La visite, qui peut aussi s’effectuer de façon non linéaire, se poursuit avec le troisième chapitre où les enfants découvriront une œuvre de Valérie Morrissette qui représente un arbre tout blanc dénudé de feuilles. Ce sera aux participants de sélectionner parmi les feuilles de couleur celles qu’ils préfèrent pour remettre l’éclat dans cet arbre dénudé. C’est un peu comme un automne inversé. Un peu plus loin, ils ont la possibilité de jouer avec le mélange des couleurs à l’aide de plexiglas colorés qui pourront être juxtaposés à l’intérieur d’une petite maison qui abrite une dame qui, selon le récit, soigne les cœurs. Cette création est le fruit du travail de l’artiste Martin Brousseau.

Toute communauté n’est pas complète sans un jardin. Celui de Geneviève Baril donne envie de manger des légumes de toutes les couleurs. Ses créations en céramique (mais résistantes aux petites mains maladroites) permettont de remettre la couleur dans le potager où les graines sont suspendues et les légumes poussent dans les airs. Il y a également un volet technologique qui se matérialise par l’entremise de l’entreprise Cinétic qui utilise un écran interactif pour permettre aux enfants de créer des dégradés qui évoquent les couchers de soleil ou de soleils, il n’y a pas de limite dans cet univers où toutes les folies sont permises et encouragées. Cette création pourra se faire en effectuant de grands mouvements des bras, ce qui permet d’y ajouter une dimension physique.

L’exposition se veut donc un lieu privilégié pour encourager les enfants à ajouter leur touche aux éléments exposés. Ils seront donc libres des contraintes habituelles qui les empêchent de toucher et d’être impliqués dans la création.
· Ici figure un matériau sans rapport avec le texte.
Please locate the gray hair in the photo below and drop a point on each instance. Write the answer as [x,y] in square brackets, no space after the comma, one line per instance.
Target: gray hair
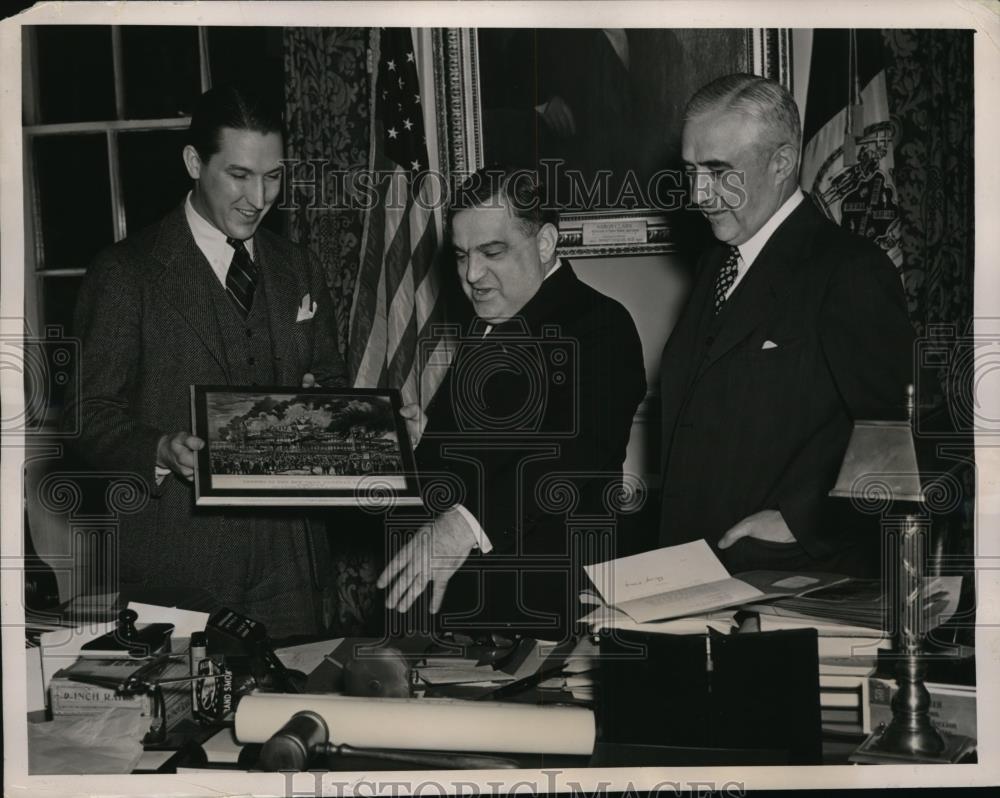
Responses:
[759,98]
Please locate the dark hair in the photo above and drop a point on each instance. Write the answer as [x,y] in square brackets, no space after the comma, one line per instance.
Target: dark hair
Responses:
[762,99]
[520,190]
[236,107]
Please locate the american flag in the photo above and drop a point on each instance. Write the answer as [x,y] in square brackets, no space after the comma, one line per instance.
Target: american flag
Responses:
[397,301]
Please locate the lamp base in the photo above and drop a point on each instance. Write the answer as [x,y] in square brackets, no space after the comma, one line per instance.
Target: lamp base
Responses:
[874,751]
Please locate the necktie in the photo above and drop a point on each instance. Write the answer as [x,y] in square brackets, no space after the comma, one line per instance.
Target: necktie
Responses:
[726,277]
[241,278]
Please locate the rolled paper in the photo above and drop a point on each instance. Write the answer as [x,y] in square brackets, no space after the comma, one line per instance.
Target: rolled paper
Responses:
[425,724]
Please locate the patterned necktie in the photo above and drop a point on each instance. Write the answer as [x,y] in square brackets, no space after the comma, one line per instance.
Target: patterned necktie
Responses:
[726,277]
[241,278]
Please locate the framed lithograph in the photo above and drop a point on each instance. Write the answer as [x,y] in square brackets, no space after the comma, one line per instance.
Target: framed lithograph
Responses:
[274,447]
[597,111]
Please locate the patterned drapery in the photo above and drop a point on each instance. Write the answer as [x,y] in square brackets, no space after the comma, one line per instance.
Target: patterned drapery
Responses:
[929,80]
[326,98]
[327,117]
[929,76]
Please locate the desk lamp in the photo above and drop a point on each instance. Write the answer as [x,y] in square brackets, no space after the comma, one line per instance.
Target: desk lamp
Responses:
[880,465]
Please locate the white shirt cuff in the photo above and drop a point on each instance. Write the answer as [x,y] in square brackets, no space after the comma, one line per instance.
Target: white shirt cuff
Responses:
[482,541]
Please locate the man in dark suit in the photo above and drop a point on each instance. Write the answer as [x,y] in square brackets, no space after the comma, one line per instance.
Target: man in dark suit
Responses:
[206,297]
[794,329]
[529,427]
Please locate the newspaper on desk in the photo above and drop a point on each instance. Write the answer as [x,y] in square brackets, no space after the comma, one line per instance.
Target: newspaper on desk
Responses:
[686,580]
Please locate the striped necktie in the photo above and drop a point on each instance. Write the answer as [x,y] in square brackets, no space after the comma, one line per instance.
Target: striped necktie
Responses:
[726,277]
[241,279]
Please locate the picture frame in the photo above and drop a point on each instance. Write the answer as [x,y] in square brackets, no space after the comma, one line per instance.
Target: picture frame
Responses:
[271,446]
[623,223]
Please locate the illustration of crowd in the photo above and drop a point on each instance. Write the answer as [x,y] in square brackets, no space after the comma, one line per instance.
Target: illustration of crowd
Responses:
[305,462]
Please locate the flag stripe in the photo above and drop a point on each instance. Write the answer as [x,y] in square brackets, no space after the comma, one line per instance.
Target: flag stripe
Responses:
[398,297]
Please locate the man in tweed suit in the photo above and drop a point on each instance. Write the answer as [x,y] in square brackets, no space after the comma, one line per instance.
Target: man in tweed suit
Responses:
[205,297]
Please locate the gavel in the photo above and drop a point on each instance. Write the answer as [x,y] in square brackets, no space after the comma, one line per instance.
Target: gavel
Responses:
[306,735]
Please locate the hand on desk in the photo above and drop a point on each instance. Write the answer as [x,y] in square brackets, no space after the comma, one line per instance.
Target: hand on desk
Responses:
[177,452]
[765,525]
[433,554]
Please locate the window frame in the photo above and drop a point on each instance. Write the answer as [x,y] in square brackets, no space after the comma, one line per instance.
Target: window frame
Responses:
[36,276]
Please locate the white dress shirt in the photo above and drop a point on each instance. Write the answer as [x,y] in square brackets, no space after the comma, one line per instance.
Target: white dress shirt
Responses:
[212,243]
[750,249]
[482,539]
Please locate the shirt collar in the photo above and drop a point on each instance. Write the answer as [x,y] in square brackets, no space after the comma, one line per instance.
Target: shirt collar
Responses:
[207,236]
[552,270]
[750,249]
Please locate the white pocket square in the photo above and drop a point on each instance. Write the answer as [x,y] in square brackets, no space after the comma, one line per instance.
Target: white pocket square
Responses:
[306,310]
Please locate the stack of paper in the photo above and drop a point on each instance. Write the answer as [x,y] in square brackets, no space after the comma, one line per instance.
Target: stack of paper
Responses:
[686,580]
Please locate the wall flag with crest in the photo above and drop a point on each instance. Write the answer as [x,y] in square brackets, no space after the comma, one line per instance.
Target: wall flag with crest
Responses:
[847,160]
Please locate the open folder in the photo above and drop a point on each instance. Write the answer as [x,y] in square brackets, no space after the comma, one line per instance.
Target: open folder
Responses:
[689,579]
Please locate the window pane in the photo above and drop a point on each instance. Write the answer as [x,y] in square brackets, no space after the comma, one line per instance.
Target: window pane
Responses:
[154,180]
[162,75]
[248,56]
[74,197]
[75,73]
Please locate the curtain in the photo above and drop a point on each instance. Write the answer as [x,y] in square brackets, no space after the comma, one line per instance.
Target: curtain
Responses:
[327,117]
[930,80]
[929,76]
[327,120]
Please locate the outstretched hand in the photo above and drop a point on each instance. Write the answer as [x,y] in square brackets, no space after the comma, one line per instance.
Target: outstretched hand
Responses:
[765,525]
[433,554]
[178,452]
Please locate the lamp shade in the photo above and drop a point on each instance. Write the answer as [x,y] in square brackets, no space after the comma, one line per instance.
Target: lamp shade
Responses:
[880,463]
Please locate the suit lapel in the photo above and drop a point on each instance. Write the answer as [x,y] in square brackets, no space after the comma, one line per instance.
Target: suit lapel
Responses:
[761,289]
[283,296]
[184,282]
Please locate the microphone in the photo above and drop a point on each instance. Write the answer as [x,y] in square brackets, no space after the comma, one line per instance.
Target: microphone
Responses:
[306,735]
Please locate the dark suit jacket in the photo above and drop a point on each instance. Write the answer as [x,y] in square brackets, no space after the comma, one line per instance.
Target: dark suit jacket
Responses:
[148,332]
[530,429]
[748,428]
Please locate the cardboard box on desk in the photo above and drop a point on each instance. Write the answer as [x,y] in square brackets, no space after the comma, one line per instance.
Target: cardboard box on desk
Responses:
[72,691]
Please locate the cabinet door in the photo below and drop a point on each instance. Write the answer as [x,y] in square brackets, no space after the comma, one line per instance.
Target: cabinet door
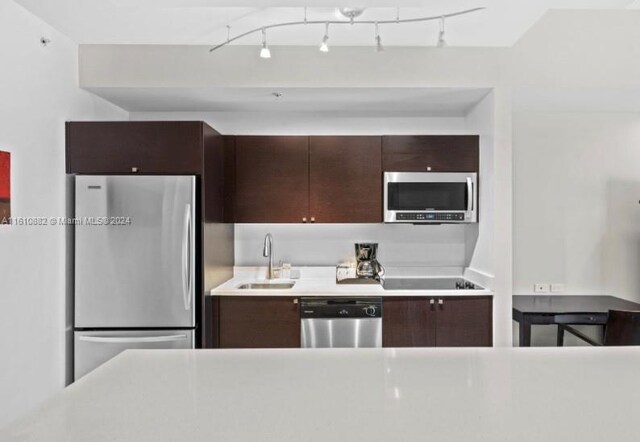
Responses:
[272,179]
[345,176]
[408,322]
[464,322]
[163,147]
[437,153]
[259,322]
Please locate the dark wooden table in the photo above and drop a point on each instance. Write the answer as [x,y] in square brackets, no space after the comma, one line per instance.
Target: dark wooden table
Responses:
[572,310]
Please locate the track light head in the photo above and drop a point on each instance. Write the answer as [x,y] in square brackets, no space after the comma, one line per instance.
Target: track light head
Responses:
[379,47]
[324,46]
[441,40]
[264,51]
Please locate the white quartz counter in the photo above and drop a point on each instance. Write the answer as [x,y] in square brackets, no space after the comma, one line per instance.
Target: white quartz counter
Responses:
[506,394]
[321,282]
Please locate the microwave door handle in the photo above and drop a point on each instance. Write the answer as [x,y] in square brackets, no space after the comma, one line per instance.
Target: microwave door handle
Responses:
[469,194]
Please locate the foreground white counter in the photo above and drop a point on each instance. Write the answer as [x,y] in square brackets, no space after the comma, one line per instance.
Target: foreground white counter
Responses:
[536,394]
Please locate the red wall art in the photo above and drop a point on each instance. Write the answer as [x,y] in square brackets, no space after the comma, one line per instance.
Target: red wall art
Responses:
[5,187]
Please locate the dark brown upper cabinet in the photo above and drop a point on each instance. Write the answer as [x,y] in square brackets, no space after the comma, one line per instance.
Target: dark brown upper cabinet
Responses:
[435,153]
[345,179]
[465,321]
[271,179]
[155,147]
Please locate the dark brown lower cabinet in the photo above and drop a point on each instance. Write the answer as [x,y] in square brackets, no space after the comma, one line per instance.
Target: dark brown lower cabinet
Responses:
[258,322]
[437,321]
[408,322]
[464,322]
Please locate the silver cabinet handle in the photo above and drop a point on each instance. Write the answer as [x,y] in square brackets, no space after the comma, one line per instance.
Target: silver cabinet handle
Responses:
[186,258]
[131,340]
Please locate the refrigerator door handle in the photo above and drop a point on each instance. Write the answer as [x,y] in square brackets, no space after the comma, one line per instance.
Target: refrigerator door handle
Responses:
[186,258]
[131,340]
[470,195]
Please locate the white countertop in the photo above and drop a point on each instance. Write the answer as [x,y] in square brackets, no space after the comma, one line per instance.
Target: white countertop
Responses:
[506,394]
[320,281]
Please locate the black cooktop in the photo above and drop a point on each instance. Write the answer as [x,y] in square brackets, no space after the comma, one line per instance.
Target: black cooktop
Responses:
[429,284]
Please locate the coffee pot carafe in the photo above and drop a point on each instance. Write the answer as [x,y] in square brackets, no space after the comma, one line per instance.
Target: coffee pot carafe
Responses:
[367,262]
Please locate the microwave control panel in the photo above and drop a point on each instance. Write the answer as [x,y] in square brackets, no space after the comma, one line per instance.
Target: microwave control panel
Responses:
[421,216]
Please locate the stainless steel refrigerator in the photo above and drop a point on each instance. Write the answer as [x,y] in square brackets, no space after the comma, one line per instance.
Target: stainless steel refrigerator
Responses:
[134,265]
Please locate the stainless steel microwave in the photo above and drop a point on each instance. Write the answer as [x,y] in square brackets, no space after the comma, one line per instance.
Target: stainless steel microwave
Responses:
[430,197]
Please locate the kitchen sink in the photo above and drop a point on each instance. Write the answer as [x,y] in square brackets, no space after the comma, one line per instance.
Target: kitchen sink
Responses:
[267,286]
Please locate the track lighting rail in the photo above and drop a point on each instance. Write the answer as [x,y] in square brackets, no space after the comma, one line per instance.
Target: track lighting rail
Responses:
[396,20]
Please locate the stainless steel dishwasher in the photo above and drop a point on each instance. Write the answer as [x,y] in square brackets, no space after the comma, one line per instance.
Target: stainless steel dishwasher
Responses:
[341,322]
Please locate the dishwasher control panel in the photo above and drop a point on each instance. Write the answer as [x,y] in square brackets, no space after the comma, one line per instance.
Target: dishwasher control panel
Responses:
[339,307]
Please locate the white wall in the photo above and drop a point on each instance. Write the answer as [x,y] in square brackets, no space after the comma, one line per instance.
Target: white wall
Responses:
[38,90]
[577,211]
[313,123]
[329,244]
[576,134]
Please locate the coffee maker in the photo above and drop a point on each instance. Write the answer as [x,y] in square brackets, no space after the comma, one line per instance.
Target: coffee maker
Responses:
[367,265]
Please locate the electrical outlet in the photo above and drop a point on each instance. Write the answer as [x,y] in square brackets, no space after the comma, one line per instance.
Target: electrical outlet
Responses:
[541,287]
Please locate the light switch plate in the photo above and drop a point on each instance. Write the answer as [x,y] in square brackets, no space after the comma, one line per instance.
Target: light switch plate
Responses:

Un grand atelier est également installé pour encourager leur élan créatif. Une activité de création familiale est aussi organisée certains dimanches, soit les 1er, 8 et 15 décembre de même que le 12 janvier. Il est important de réserver sa place même si l’activité est entièrement gratuite. Dre Nadia offrira également une conférence sur le Perfectionnisme, c’est sain ou malsain? qui se tiendra le 8 décembre à 10 h 30 à la salle Louis-Philippe-Poisson. Les billets sont disponibles en bibliothèque.

Sur la route...

L’exposition prendra la route au terme de sa présentation à Trois-Rivières. Plusieurs institutions l’ont déjà réservée, et ce, avant même de l’avoir vue, signe de la confiance qu’ont les intervenants du milieu envers l’équipe trifluvienne. Jusqu’à maintenant cinq institutions accueilleront cette création trifluvienne, ce qui fait dire à Marie-Andrée Levasseur qu’il y avait un besoin pour ce genre de projet qui s’adresse principalement (mais pas exclusivement) aux 3 ans à 10 ans.